Sanctions as war: anti-imperialist perspectives on American geo-economic strategy, edited by Stuart Davis and Immanuel Ness, Brill Publishers 2022
Sanctions as war is a collection of articles written from various anti-imperialist perspectives about a specific form of imperialist war – one that portrays itself as not being war at all but a civilian-friendly, humanitarian alternative to it. This notion is demolished brilliantly by every one of these case studies, which clearly show that anyone who regards imperialist sanctions as the answer must have asked a really stupid question. The pick of the bunch is by Helen Yaffe, with whom readers of this paper will be familiar.
Yaffe’s article about Cuba introduces us to Lester Mallory, US Deputy Assistant Secretary of State for Inter-American Affairs, who on 6 April 1960 wrote a secret memo admitting that most Cubans supported their revolutionary government. He then urged a strategy based on economic strangulation aimed at overthrowing it anyway. ‘Every possible means should be undertaken promptly to weaken the economic life of Cuba… it should be the result of a positive decision which would call forth a line of action which, while as adroit and inconspicuous as possible, makes the greatest inroads in denying money and supplies to Cuba, to decrease monetary and real wages, to bring about hunger, desperation and overthrow of government.’ This effort was totally bipartisan, culminating in the imposition of a total US economic blockade by the Kennedy administration at the beginning of 1962, was developed in tandem with military aggression including the US-backed mercenary invasion at Playa Giron (Bay of Pigs) in April 1961, defeated by the Cuban people in less than 72 hours.
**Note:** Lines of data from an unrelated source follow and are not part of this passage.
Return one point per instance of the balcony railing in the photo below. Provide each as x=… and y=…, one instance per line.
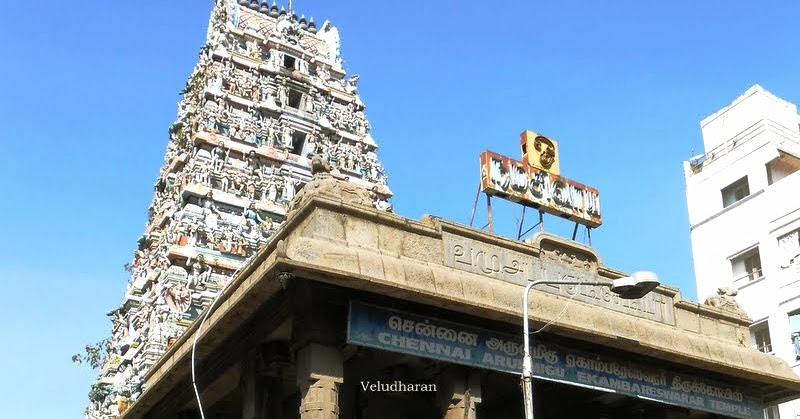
x=796, y=343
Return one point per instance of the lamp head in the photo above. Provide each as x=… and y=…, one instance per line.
x=635, y=286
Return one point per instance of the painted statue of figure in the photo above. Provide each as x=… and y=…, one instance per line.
x=271, y=190
x=252, y=49
x=252, y=215
x=224, y=181
x=198, y=273
x=216, y=79
x=210, y=212
x=286, y=140
x=271, y=133
x=283, y=97
x=350, y=86
x=289, y=186
x=330, y=35
x=219, y=156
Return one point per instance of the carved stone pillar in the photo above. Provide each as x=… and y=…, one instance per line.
x=460, y=392
x=320, y=372
x=262, y=374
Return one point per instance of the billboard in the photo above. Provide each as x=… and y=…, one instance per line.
x=528, y=183
x=428, y=337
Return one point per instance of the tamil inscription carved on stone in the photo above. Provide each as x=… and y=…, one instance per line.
x=517, y=267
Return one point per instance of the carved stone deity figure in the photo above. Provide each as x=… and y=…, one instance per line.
x=224, y=181
x=253, y=50
x=198, y=273
x=228, y=70
x=210, y=212
x=271, y=194
x=323, y=74
x=350, y=86
x=271, y=132
x=283, y=96
x=219, y=156
x=725, y=300
x=215, y=82
x=310, y=100
x=274, y=62
x=330, y=36
x=286, y=134
x=289, y=186
x=253, y=163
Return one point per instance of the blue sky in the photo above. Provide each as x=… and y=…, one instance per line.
x=89, y=88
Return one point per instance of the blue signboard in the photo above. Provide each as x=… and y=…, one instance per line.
x=398, y=331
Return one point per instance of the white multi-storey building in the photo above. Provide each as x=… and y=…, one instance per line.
x=743, y=196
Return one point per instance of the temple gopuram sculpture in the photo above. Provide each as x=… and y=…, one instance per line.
x=267, y=97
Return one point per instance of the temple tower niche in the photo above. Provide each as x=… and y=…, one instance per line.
x=267, y=92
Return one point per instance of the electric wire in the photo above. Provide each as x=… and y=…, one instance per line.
x=560, y=314
x=197, y=336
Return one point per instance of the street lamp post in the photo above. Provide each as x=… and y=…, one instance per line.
x=629, y=287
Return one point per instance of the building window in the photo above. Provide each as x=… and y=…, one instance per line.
x=735, y=192
x=289, y=61
x=781, y=166
x=747, y=265
x=295, y=98
x=789, y=248
x=298, y=142
x=794, y=324
x=761, y=337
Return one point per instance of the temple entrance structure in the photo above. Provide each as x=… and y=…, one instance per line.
x=352, y=312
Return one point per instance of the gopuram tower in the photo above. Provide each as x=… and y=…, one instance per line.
x=268, y=92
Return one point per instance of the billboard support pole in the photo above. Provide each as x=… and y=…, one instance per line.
x=489, y=211
x=541, y=220
x=475, y=204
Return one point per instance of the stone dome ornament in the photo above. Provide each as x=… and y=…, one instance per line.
x=724, y=300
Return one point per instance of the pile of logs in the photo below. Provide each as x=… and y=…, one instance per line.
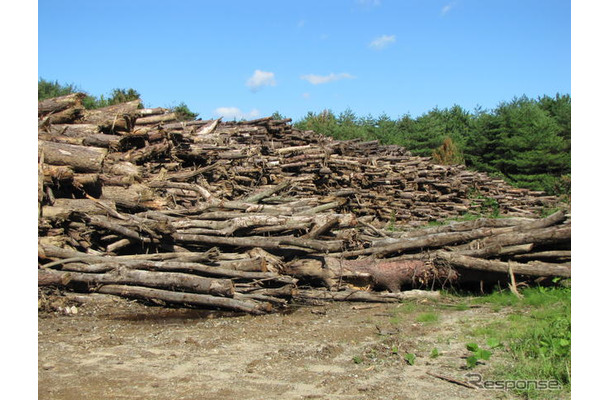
x=251, y=215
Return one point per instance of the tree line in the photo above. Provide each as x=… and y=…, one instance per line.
x=525, y=141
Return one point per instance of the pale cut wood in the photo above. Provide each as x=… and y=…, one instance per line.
x=79, y=158
x=201, y=300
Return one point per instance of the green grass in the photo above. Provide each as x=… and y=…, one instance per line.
x=537, y=335
x=427, y=317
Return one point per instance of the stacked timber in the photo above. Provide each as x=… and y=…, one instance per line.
x=251, y=215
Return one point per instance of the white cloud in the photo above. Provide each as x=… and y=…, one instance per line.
x=260, y=79
x=382, y=42
x=230, y=113
x=318, y=79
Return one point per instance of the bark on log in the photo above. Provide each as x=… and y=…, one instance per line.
x=194, y=299
x=61, y=103
x=534, y=269
x=364, y=296
x=62, y=208
x=119, y=117
x=79, y=158
x=127, y=276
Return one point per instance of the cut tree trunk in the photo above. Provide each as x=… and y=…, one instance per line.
x=202, y=300
x=533, y=269
x=127, y=276
x=79, y=158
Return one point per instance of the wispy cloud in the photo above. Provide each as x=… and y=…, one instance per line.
x=229, y=113
x=319, y=79
x=382, y=42
x=260, y=79
x=447, y=7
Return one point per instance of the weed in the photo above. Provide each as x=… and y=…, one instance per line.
x=410, y=358
x=478, y=353
x=428, y=317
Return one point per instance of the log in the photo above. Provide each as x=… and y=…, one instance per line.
x=533, y=269
x=364, y=296
x=61, y=103
x=79, y=158
x=119, y=117
x=73, y=130
x=123, y=275
x=62, y=208
x=201, y=300
x=262, y=242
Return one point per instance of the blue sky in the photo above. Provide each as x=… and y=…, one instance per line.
x=247, y=59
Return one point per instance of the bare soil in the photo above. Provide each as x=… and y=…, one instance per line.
x=114, y=348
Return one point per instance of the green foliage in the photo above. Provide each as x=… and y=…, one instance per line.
x=537, y=334
x=478, y=353
x=524, y=141
x=277, y=116
x=447, y=153
x=428, y=317
x=410, y=358
x=48, y=89
x=184, y=113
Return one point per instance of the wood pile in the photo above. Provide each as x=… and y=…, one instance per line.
x=251, y=215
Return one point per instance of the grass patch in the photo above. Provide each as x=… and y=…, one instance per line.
x=537, y=334
x=427, y=317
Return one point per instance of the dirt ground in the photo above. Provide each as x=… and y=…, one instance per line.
x=114, y=348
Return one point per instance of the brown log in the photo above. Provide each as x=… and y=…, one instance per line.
x=57, y=173
x=62, y=208
x=79, y=158
x=123, y=275
x=73, y=130
x=61, y=103
x=364, y=296
x=119, y=117
x=66, y=116
x=157, y=119
x=201, y=300
x=262, y=242
x=533, y=269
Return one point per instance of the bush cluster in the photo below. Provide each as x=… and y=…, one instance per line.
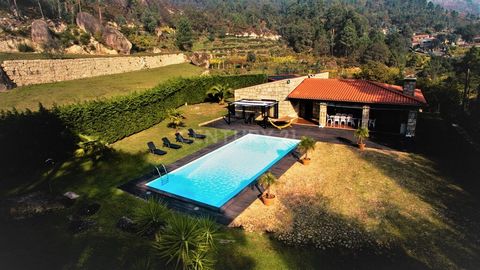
x=114, y=119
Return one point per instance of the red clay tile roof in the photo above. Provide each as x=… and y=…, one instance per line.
x=355, y=91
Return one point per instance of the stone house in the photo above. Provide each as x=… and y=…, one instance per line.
x=343, y=103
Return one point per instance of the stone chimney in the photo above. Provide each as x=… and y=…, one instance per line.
x=409, y=85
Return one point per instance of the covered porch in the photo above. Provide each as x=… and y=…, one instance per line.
x=389, y=119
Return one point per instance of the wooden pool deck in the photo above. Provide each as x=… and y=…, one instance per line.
x=247, y=196
x=229, y=211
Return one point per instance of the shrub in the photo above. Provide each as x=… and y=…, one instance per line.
x=84, y=38
x=306, y=145
x=151, y=217
x=220, y=92
x=176, y=118
x=361, y=133
x=187, y=242
x=267, y=180
x=114, y=119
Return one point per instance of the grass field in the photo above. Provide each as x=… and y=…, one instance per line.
x=61, y=93
x=404, y=200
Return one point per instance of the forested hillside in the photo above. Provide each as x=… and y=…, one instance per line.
x=467, y=6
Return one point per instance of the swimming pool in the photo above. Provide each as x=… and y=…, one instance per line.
x=218, y=176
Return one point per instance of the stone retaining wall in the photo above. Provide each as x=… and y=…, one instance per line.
x=27, y=72
x=279, y=91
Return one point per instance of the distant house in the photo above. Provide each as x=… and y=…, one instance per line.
x=319, y=100
x=423, y=41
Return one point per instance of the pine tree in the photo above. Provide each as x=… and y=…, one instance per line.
x=184, y=39
x=347, y=38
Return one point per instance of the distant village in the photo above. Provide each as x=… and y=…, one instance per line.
x=438, y=43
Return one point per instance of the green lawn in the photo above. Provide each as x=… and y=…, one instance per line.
x=44, y=242
x=28, y=97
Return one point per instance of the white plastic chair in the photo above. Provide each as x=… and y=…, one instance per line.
x=329, y=119
x=350, y=121
x=336, y=120
x=343, y=119
x=371, y=123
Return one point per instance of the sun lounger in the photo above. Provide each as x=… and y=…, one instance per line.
x=193, y=134
x=154, y=150
x=179, y=138
x=167, y=143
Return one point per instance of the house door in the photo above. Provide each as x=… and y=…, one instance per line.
x=307, y=109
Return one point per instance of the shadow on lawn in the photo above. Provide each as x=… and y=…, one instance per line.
x=323, y=239
x=448, y=237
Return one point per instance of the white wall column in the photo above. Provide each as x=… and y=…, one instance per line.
x=411, y=124
x=365, y=116
x=322, y=116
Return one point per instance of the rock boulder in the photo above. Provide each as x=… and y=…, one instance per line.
x=41, y=34
x=116, y=40
x=201, y=59
x=89, y=23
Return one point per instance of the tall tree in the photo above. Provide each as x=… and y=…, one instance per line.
x=184, y=37
x=347, y=38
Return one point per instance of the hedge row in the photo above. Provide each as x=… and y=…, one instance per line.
x=113, y=119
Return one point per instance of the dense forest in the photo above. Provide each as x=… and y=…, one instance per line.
x=372, y=34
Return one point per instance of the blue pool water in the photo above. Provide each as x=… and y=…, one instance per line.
x=215, y=178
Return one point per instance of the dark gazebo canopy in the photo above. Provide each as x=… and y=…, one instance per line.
x=263, y=104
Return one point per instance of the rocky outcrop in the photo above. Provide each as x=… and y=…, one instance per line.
x=108, y=34
x=88, y=23
x=5, y=82
x=41, y=34
x=116, y=40
x=201, y=59
x=75, y=49
x=11, y=44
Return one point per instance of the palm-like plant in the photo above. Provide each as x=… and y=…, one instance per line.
x=306, y=145
x=151, y=217
x=187, y=241
x=361, y=134
x=267, y=180
x=220, y=91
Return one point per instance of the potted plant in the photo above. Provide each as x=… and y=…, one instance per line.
x=266, y=181
x=361, y=134
x=306, y=145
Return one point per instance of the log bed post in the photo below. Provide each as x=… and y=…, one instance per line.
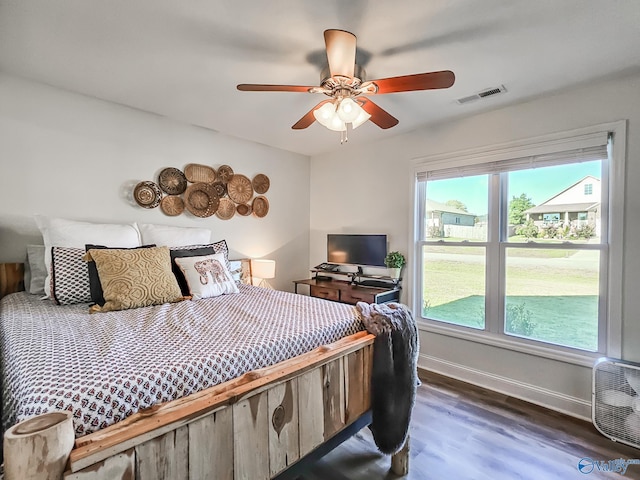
x=255, y=426
x=400, y=460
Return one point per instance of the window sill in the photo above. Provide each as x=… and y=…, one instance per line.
x=529, y=347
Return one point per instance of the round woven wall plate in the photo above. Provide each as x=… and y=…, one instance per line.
x=260, y=206
x=243, y=209
x=261, y=183
x=225, y=172
x=239, y=189
x=226, y=209
x=147, y=194
x=172, y=205
x=196, y=173
x=201, y=199
x=221, y=188
x=172, y=181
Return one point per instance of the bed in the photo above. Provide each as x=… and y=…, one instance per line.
x=236, y=386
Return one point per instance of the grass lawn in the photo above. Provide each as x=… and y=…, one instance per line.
x=559, y=298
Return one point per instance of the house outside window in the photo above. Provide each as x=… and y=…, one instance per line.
x=534, y=274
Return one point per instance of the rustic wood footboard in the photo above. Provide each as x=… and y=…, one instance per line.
x=253, y=427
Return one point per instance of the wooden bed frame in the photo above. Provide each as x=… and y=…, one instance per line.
x=253, y=427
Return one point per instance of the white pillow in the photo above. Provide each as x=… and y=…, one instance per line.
x=59, y=232
x=207, y=276
x=36, y=274
x=173, y=236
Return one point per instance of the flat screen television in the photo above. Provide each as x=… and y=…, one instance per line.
x=365, y=250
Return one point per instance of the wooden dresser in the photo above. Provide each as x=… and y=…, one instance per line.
x=344, y=292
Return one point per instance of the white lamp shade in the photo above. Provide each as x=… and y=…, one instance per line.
x=348, y=110
x=325, y=113
x=327, y=117
x=363, y=116
x=262, y=268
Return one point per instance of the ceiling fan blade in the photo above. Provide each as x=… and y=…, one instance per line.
x=380, y=117
x=308, y=117
x=257, y=87
x=418, y=81
x=341, y=52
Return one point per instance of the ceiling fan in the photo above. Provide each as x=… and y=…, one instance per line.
x=344, y=83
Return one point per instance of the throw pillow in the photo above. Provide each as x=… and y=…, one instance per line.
x=173, y=236
x=70, y=233
x=95, y=287
x=191, y=251
x=133, y=278
x=36, y=270
x=207, y=276
x=69, y=276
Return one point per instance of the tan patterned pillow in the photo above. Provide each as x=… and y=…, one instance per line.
x=134, y=278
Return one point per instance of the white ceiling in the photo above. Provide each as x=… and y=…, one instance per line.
x=182, y=59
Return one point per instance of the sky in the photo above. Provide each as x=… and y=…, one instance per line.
x=539, y=184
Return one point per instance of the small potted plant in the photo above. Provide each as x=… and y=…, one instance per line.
x=395, y=261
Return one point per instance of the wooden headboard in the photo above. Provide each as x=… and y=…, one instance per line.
x=11, y=278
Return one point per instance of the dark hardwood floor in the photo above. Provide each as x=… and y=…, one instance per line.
x=462, y=432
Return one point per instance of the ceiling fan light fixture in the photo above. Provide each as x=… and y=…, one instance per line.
x=325, y=114
x=336, y=124
x=348, y=110
x=362, y=117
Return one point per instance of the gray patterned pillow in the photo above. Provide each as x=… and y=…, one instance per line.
x=69, y=276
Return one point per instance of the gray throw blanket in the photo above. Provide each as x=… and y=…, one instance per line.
x=394, y=373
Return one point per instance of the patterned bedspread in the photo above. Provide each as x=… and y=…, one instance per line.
x=107, y=366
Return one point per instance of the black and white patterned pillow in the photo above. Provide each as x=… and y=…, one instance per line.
x=69, y=276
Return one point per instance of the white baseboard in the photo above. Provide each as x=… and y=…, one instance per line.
x=576, y=407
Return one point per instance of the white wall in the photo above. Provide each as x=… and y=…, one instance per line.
x=371, y=192
x=71, y=156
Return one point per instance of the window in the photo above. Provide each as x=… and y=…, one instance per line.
x=531, y=268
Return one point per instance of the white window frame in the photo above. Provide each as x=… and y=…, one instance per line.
x=535, y=146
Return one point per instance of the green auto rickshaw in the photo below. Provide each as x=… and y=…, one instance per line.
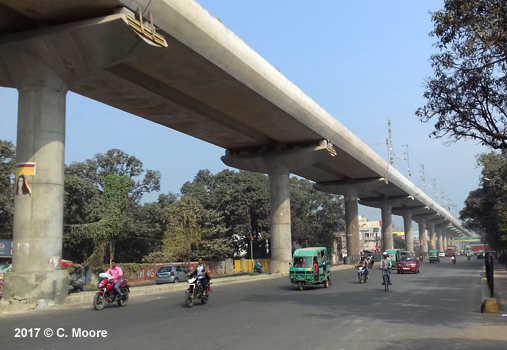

Some of the case studies are probably less well known. Gregory Elich was part of a team that visited Yugoslavia in 1999 to investigate NATO war crimes. From his chapter on Yugoslavia, we learn that a key western demand was for the Yugoslav Federal presidency to be given to the Croatian prime minister Stjepan ‘Stipe’ Mesic. Mesic had made no secret of his intent to use the position to break the country up, vowing to be ‘the last president of Yugoslavia’, and was arranging illegal arms imports into Croatia (p192). When they couldn’t get their way, the imperialists imposed sanctions. To give them their due, ‘US and western European leaders were anxious about the impact sanctions were having on the Yugoslavian people. Their abiding concern was that sanctions were not causing enough pain. To rectify that problem, they imposed a naval blockade in the Adriatic against Yugoslavia’ (p198, emphasis added). By the end of 1992, GDP had declined nearly 32% and the annual inflation rate was nearly 9,000% (p139).
Nima Nakhaei’s chapter on Iraq is equally harrowing. The author describes how the lifting of UN economic sanctions after Iraq’s withdrawal from Kuwait in 1991 was tied to restructuring on a scale that was ‘virtually unquantifiable’ (p232). The impact on the country’s health services and basic infrastructure resulted in epidemic outbreaks and the death of over half a million children as a result of sanctions (p236).
It would be quite impossible to do adequate justice to this collection in this review, but some space must be given to the book’s treatment of sanctions of a different – indeed, the very opposite – kind whose purpose is not to serve the purposes of imperialism but as an auxiliary form of struggle in defence of oppressed people. [Case by case? Illegible] Stuart Davis and Corinna Mullin outline the history of people’s ‘sanctions as solidarity’ with the anti-apartheid struggle in South Africa and the Boycott, Divestment and Sanctions (BDS) campaign in solidarity with Palestinians against the Zionist incarnation of apartheid (pp345-74). Needless to say the response of imperialism to these sanctions is very different. The BDS campaign has faced a steady barrage of legislation seeking to outlaw it under the provisions of the International Holocaust Remembrance Alliance (IHRA) definition of anti-semitism, which precludes all but the most timid criticism of Zionism.
In conclusion, it cannot be emphasised strongly enough that, as the book’s title makes clear, sanctions in the hands of imperialism are not an alternative to war but an auxiliary method of waging it. The anti-imperialist academic Tim Beal makes the point forcefully in relation to Iran:
‘Short of an invasion as in Iraq in 2003, the regime change may be carried out by the people, or in reality a powerful section of the society. For that to happen they must increasingly suffer and blame their suffering on the regime that needs changing. The suffering part is easily arranged but getting people to blame their government rather than the foreigners waging economic war is rather more difficult, although not impossible… you still have to drop the bombs, fire the missiles and send in the troops before the nations have the good sense to produce a government of your choosing’ (p42). The task of anti-imperialist forces everywhere is to expose and demand an end to imperialist aggression whether economic, military or both.